Leave your HD untouched when in any doubt, because restoring the wrong partition-data can really ■■■■■ it all up.

The basic instructions for TestDisk you can find here… TestDisk Step By Step - CGSecurity, you probably have that already…

I would recommend you to stay away from this software for some significant time, at least for Win7, I am sorry to say but this software is not fit to be released, at least for Windows 7, from my experience.

A perfectly healthy machine was rendered unbootable by this software and only through several repeating painstaking recovery processes with Win 7 installation disks did I finally manage to recover the situation.

The whole point in installing Time Machine was to make the system more secure and provide backup in the event of failure and yet it caused the failure.

I am not impressed at all. It is not the first time that I have experienced major issues with Comodo products and I have come to the conclusion that whilst they have a wide range of products they are only POTENTIALLY great and that compared with many other companies they are in effect releasing alphas and betas but as production software - and that we users are therefore their large army or alpha and beta testers.

That’s fine strategy for product development and user engagement but Comodo really need to get their procedures together to allow a very stable and highly tested end product for production release.

I have a really bad taste in my mouth from this TM experience. >:(

I reset my baseline and now I lost the ability to boot into the operating system that I reset the baseline in.

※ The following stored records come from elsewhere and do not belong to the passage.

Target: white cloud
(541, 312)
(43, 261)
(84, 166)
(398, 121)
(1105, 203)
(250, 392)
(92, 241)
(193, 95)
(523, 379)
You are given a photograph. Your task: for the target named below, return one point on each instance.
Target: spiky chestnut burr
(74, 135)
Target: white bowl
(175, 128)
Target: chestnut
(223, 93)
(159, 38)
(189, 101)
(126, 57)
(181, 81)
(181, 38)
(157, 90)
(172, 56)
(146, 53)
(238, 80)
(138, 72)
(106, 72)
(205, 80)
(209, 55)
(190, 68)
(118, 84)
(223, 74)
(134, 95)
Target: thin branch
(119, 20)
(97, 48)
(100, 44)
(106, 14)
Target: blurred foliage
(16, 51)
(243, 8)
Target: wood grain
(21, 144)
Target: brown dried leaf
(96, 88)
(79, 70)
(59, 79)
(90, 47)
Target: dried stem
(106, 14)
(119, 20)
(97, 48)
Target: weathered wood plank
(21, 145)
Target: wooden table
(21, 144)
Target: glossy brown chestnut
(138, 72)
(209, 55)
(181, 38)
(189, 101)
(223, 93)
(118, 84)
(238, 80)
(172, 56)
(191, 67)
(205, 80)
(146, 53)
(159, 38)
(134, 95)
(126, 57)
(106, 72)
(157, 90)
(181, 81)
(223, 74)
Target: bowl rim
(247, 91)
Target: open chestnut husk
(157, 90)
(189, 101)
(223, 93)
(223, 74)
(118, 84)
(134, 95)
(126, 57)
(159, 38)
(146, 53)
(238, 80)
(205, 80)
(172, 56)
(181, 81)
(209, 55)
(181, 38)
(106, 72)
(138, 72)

I have Windows 7 and Vista dual boot. I reset the baseline in 7 and when it rebooted, it went into the recovery to fix boot options which it could not fix. It won’t boot into 7 anymore. I can boot into Vista (in it now) but CTM will not operate and says it is not installed correctly.

I tried the Vista recovery console and it asks me which OS I would like to repair (sees both) I go to prompt and bootrec /scanos and it reports that it found 0 OSs,so I am afraid to do a fixmbr, fixboot, etc.

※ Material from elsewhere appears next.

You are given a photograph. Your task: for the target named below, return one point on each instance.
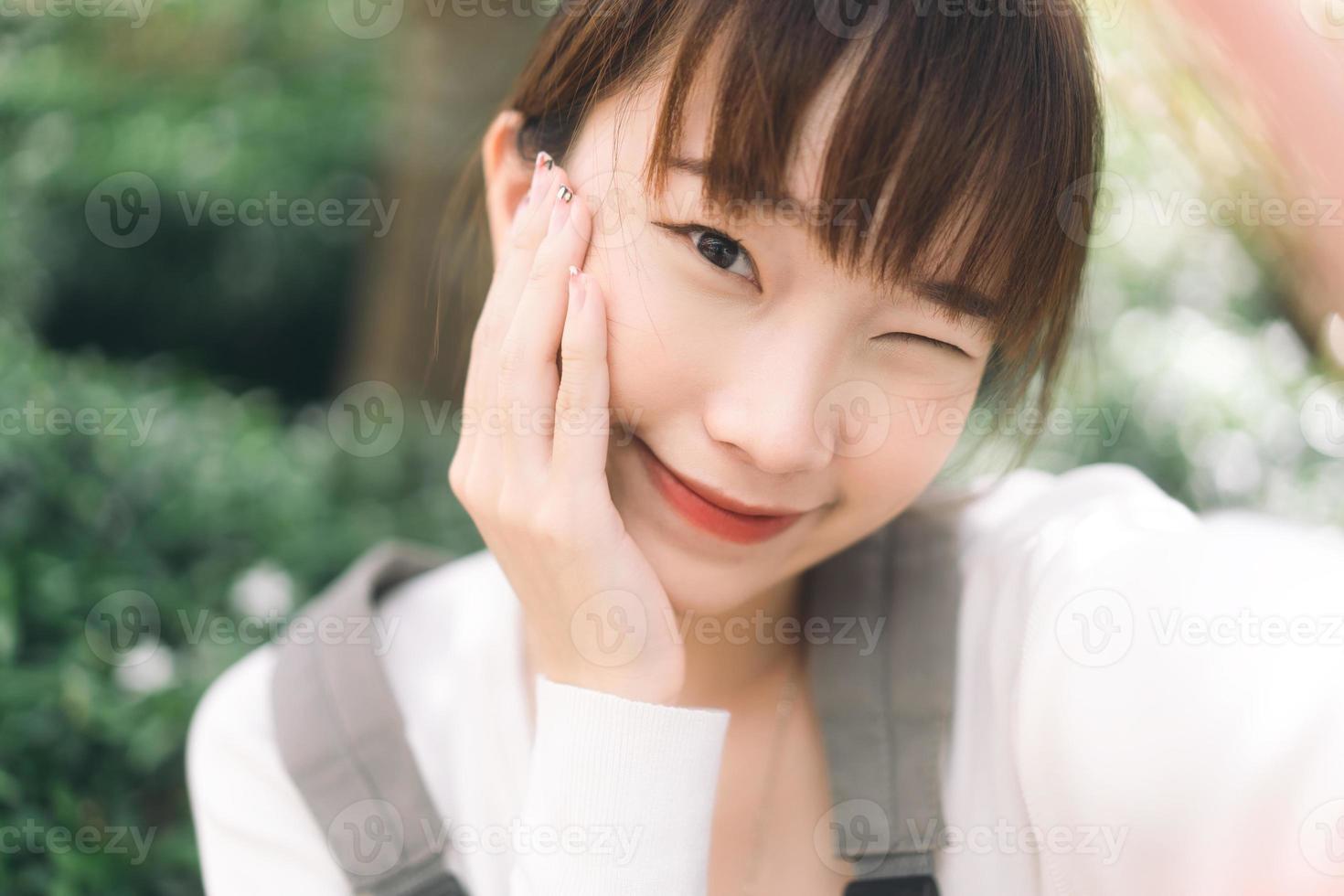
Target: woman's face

I can see the Windows 7 partition and all the data from Vista, just can’t boot into it. I tried to reinstall CTM but all I get is the ability to remove it.

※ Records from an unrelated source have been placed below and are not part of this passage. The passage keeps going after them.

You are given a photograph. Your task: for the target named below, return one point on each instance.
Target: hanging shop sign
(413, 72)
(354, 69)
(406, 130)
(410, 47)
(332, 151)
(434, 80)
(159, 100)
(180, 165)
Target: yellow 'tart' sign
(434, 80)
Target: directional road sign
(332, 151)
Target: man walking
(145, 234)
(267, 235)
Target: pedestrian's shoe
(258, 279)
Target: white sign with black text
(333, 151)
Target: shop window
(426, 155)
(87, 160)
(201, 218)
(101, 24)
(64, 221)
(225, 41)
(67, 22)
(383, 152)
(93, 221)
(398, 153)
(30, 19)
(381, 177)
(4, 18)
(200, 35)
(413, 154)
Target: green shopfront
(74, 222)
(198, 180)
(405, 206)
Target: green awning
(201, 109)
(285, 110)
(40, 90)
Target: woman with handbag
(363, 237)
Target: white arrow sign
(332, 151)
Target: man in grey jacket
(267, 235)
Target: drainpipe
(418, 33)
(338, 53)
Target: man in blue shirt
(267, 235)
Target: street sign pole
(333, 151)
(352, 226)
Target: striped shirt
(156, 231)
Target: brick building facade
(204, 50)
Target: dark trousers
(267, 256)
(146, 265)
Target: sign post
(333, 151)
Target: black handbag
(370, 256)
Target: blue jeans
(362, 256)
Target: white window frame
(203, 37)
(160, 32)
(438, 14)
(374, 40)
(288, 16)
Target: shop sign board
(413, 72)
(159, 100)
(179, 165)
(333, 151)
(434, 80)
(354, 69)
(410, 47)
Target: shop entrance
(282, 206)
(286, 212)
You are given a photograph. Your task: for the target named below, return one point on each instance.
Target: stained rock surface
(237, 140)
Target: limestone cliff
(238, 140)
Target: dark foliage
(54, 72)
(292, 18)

I guess my question is, if I remove CTM, will I just have my old dual boot system or could I lose everything. Not sure which way to go.

You can use another solution, a little bit more user friendly.
https://forums.comodo.com/help-ctm/how-to-restore-mbr-if-you-cant-boot-withwithout-ctm-t58885.0.html;msg412391#msg412391

How can you download and/or install the test disk or ANY program…if youir computer is dead? It can’t come through the airways.

hovey, of course, I’m talking about a second computer, from where you can execute that actions.
We, users, ask for a live CD of Comodo, where we can perform actions like uninstall/restore snapshots, etc. The programmers read that. Although I’m not sure they could work on it or if it is a priority.

i think the best possible advice here is to not use CTM and keep your computer healthy…there that was a simple solution everyone.have a nice day.bye.

Hi , Too for me DARREN.1972 is this is possible ( for my modest opinion ) Kind regards

Was it a question? “is this possible” what ?

Correct!

Even though there’s a long time gone, just want to say thanks for that hint - which was very helpful for me.